# Using the expression of genes on the X-chromosome to predict young or aged cells (2/5 -- preprocessing and model tunning)

## Outline

The **Xgene** workflow consists of three sections:

I. Exploratory data analysis (EDA) (1/5)

II. preprocessing and model tunning (2/5, this notebook):

1. [Data preprocessing with KFold splitting](#1.-prepro)
2. [Model tunning](#2.-tunning)
    - [Lasso](#3.-l1)
    - [Ridge](#4.-l2)
    - [ElasticNet](#5.-eln)
    
    - [Random Forest](#6.-rfc)
    - [Support Vector Machine with rbf kernel](#7.-svc)
    - [XGBoost](#8.-xgbc)
    
    - [K Nearest Neighbor](#9.-knn)
    - [Naive Bayes](#10.-gnb)

III. Model comparison (3/5)

IV. Final model over 50 random states (4/5)
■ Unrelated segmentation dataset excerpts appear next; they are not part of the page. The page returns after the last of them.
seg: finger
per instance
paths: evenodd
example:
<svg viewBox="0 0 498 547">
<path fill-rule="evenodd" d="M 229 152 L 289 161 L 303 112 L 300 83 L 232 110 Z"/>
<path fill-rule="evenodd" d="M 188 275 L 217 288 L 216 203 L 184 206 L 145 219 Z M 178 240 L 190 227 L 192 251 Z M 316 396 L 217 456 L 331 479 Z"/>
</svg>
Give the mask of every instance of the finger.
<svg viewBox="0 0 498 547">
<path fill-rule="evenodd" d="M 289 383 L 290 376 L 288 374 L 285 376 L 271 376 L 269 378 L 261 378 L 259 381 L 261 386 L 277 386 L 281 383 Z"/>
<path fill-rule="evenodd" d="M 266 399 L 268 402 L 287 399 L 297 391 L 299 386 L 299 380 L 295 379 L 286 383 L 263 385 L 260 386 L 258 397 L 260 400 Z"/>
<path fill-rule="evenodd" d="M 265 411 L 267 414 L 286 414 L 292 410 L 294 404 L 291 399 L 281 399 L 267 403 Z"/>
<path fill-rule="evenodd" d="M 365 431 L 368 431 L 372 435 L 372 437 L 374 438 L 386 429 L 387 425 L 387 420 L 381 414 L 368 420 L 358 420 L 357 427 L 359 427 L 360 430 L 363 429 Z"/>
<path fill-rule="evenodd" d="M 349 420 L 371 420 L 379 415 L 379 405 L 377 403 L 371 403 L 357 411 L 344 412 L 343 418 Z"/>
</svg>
V. Results and intepretations (5/5)

In [1]:
import sys
import scanpy as sc
import anndata
import pandas as pd
import numpy as np
import os

data_type = 'float32'

import matplotlib as mpl
from matplotlib import rcParams
import matplotlib.pyplot as plt
import seaborn as sns

# silence scanpy that prints a lot of warnings
import warnings
warnings.filterwarnings('ignore')

## 1. Data preprocessing <a name="1.-prepro"></a>
### KFold Splitting -- the goal here is *not* to predict the cells from unseen animals. However, if we are interested in previously unseen animals,  we should use GroupKFold splitting to avoid data leakage.

- how you split the dataset and why: I want to predict whether the cell is young or aged based on the X-chromosome gene expression. So the target variable is 'young' denoted as 0, and 'aged' denoted as 1 in the dataset. The dataset has 8 animals, which is too small for GroupKFold splitting. To clarify, let's predict the cells within the 8 animals for now.

- Is your dataset IID? Yes. Cells are independent of each other and their features have similar distributions.


- Does it have group structure? No, cells are independent from each other.


- Is it a time-series data? No, it's not.


- How should you split the dataset given your ML question to best mimic future use when you deploy the model? I expect to see a similar uncertainty when the model gets deployed, so I will try to change the random state for several times (10 times) to access how much the random split affects my test result. I will also avoid to use information in validation or test set when deploying the model (only fit_transform the training set).


- StandardScaler on the continuous features (e.g. gene expression). Because based on the histogram, the distribution of the expression is very zero inflated. So StandardScaler should perform better than the MinMaxScaler


- Apply OneHotEncoder on categorical features (cell types/ tree.ident). Because the category is not ordinal.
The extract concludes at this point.